How to extract the convex hull of a set of points from their Voronoi diagram

I need an algorithm for calculating the convex hull of a set of points from the Voronoi Diagram of the points in O(n). The Voronoi diagram is contained in a bounding box and is stored as a doubly connected edge list. The input is a half edge whose origin is on the bounding box.

I know that two poi开发者_开发百科nts are adjacent on the convex hull iff they share an infinitely long voronoi edge.

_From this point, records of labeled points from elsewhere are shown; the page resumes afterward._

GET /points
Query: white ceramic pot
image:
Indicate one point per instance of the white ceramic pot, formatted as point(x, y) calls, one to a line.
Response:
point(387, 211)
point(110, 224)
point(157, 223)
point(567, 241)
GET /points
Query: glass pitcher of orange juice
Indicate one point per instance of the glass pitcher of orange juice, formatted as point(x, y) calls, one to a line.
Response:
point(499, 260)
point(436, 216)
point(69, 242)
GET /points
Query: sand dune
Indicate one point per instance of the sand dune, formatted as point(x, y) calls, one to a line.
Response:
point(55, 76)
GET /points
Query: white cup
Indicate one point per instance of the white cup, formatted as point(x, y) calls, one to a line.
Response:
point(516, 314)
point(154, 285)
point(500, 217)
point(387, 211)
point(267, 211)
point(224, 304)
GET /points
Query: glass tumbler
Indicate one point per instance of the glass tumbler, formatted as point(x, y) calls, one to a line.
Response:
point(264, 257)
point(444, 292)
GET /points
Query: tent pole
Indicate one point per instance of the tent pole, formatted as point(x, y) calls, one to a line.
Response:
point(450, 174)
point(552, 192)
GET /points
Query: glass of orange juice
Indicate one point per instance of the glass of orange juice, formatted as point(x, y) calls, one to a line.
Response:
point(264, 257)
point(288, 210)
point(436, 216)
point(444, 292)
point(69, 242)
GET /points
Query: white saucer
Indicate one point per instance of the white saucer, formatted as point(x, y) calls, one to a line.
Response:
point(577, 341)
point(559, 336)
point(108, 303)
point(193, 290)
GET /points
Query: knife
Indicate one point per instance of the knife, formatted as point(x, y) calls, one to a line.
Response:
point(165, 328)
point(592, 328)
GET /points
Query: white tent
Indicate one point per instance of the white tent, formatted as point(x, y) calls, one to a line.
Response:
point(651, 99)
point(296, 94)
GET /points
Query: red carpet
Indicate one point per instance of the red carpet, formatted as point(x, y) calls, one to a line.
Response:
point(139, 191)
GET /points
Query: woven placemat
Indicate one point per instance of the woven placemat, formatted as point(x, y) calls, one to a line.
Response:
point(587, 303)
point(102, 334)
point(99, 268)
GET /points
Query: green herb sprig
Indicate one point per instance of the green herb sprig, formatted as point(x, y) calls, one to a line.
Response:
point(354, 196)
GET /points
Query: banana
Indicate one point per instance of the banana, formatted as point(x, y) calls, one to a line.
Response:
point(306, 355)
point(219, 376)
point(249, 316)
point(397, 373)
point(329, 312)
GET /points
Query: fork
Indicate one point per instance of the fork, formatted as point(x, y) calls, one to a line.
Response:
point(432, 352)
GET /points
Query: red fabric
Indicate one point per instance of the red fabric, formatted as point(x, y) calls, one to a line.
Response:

If you have a bounding box large enough so that only infinite cells have bounding edges, the task doesn't seem tough. Iterate through the bounding edges, for each of them, traverse it forward and backward to find first non-bounding edges F and B. Mark current and all bounding edges found during traverse as used. Edges F and B would be infinite if the box won't exist. Thus, they touch faces (fF and fB) who's 'centers' are part of the convex hull (current face is C), and cross-edge C-to-F is the part of a convex hull. Take face fF and iterate from the F's twin forward to find next non-bounding edge, say, F1. If it's equal to 'B'-twin (or it's bounding edges were used), we are finished. If not, traverse the next neighbour ('fF1').

I believe it's possible to compute the convex hull of Voronoi Diagram in O(n) time.

In case of a given Voronoi diagram and a vertex that shall reside in the CH, you may able to iterate through the Voronoi Diagram's cells and expend the convex hull just like been done in Grahm scan algorithm but with different manner.

There is only one theory missing here, watch next...

According to Computational Geometry by Springer the M4 book, Theorem 7.4: A point q is a vertex of Vor(P) if and only if its largest empty circle C_p(q) contains three or more sites on it's boundary. Which means that the sites that need to be check every iteration is a done in O(1), which mean that you only have to iterate through O(n) sites.

According the theorem 7.3, the number of vertices in the Voronoi diagram of a ste of n points sites in a plain it at most 2n-5 (linear order).

Therefor it's possible to compute the CH of Voronoi diagram in O(n) time.